The campaign of killings adds a new bloody chapter in the Islamic State group’s legacy. In its blitz capturing a swath of Iraq and neighboring Syria, it gained a grisly notoriety for butchering its opponents and members of sects it considers heretical.
Human Rights Watch on Thursday said that the extremists carried out a mass killing of around 600 Shiite Muslim inmates being held in Mosul’s main prison when the group captured the city in June. The Shiites were separated from several hundred Sunni and Christian inmates who were set free, then the Shiites — along with a number of Kurds and Yazidis — were forced to kneel on the edge of a nearby ravine and were mowed down with automatic weapons, Human Rights Watch said in a report, based on interviews with survivors.
But killings of former police are of a new, different sort — a campaign to eliminate those who the extremists fear could become the nucleus of a revolt against their control.
In new killings, the militants on Wednesday paraded 30 Sunni tribal fighters through the western city of Hit then shot them all to death on a main street, according to a provincial official and other residents. Their bodies were found later that day, followed by another mass grave of 48 tribal fighters discovered on Thursday. The fighters, mostly from the Al Bu Nimr tribe, were captured when the extremists overran Hit earlier in the month.
Mosul, the largest city in the group’s self-styled “caliphate,” has seen increased killings. Last week, Mosul’s governor, Atheel al-Nujaifi, who was driven out of the city in the militant takeover, said pro-government Sunni militias were being formed in the city, made up of mainly of former army and police officers.
Soon after, Islamic State group militants rounded up 20 former police officers from villages south of Mosul. Hours later, their bodies — all with gunshots to the head — were handed over to the morgue, according to morgue officials, who spoke on condition of anonymity for fear of retaliation.
In a separate incident, the militants shot to death police Col. Issa Osman after parading him through Mosul’s streets. Osman’s battalion was the last unit to give up fighting in Mosul during the June takeover, and afterward he also renounced ties to the security forces, receiving a “repentance badge” from the extremists.
Military spokesman Brig. Gen. Saad Maan Ibrahim also said anti-IS militant groups have been formed in Mosul. Whether they are part of armed groups or not, former police and army officers are a potential threat to the militants because they “have the expertise on how to plan an armed uprising and they have good knowledge of weapons and military operation,” Maan told AP.

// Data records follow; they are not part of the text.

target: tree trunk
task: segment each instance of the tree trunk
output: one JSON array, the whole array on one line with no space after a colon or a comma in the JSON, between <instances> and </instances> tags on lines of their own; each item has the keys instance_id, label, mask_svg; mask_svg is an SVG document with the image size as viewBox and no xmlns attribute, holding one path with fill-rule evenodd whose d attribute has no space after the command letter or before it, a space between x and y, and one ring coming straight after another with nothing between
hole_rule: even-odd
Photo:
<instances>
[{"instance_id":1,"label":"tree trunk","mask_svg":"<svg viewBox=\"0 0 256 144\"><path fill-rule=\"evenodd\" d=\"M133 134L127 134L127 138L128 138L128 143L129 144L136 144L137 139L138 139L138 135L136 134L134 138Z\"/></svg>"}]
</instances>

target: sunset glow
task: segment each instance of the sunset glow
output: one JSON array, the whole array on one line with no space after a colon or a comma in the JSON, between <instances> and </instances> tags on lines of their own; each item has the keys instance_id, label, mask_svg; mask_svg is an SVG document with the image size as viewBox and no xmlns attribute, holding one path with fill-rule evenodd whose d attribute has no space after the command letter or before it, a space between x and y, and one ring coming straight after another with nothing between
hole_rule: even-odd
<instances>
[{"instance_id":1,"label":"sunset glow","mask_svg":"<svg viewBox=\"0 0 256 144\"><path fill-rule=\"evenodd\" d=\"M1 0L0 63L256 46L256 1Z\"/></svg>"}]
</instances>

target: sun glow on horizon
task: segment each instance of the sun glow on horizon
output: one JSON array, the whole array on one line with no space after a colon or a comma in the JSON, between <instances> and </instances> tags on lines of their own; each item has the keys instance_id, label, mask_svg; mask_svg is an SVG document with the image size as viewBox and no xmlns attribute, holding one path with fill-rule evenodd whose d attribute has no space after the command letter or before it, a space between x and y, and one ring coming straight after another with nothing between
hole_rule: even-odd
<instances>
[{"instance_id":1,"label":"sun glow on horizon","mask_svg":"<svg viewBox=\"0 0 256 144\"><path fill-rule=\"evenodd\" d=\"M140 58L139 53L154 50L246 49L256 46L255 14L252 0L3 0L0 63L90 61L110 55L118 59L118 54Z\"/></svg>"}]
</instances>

There have been similar slayings elsewhere under the extremists’ domain the past week. Three days ago, IS fighters shot to death two former army officers and three policemen in a public square in the northern city of Beiji, residents said. They announced to a crowd that the men had carried out mortar attacks on the militants’ positions in the city, according to the residents.
At the same time, about 20 former policemen and army officers were rounded up by IS fighters in the town of Shurqat and taken to an unknown location, with no word since on their fate, said an official in Salahuddin provincial council.
On Wednesday, IS fighters beheaded policeman Bahjat Salman in a public square in Ana, a town west of Bagdad, proclaiming him a “traitor,” residents said. The residents of Ana and Beiji and the Salahuddin official spoke to AP on condition of anonymity for their own safety.
So far, there has been little sign of an armed revolt in Mosul or other parts of northern and western Iraq under IS control. But the killings could be a sign the extremists’ confidence has been shaken by the air campaign.
The group was able to expand with lightning speed across Sunni-dominated regions of Iraq starting in June, in large part because of the minority community’s deep hatred of the Shiite-dominated government in Baghdad. Sunnis have long complained the government discriminates against them and marginalizes them. Government forces collapsed as the extremists swept over Mosul, then south toward the capital, capturing towns and cities along the way.
But there has been resentment among some Mosul residents fueled by the group’s enforcement of its extremist interpretation of Islamic law, a lack of public services and stagnation in business.
“Most Mosul people want to get rid of this savage organization,” said a resident speaking on condition of anonymity for fear of reprisals. “We are waiting for any effort to save us.”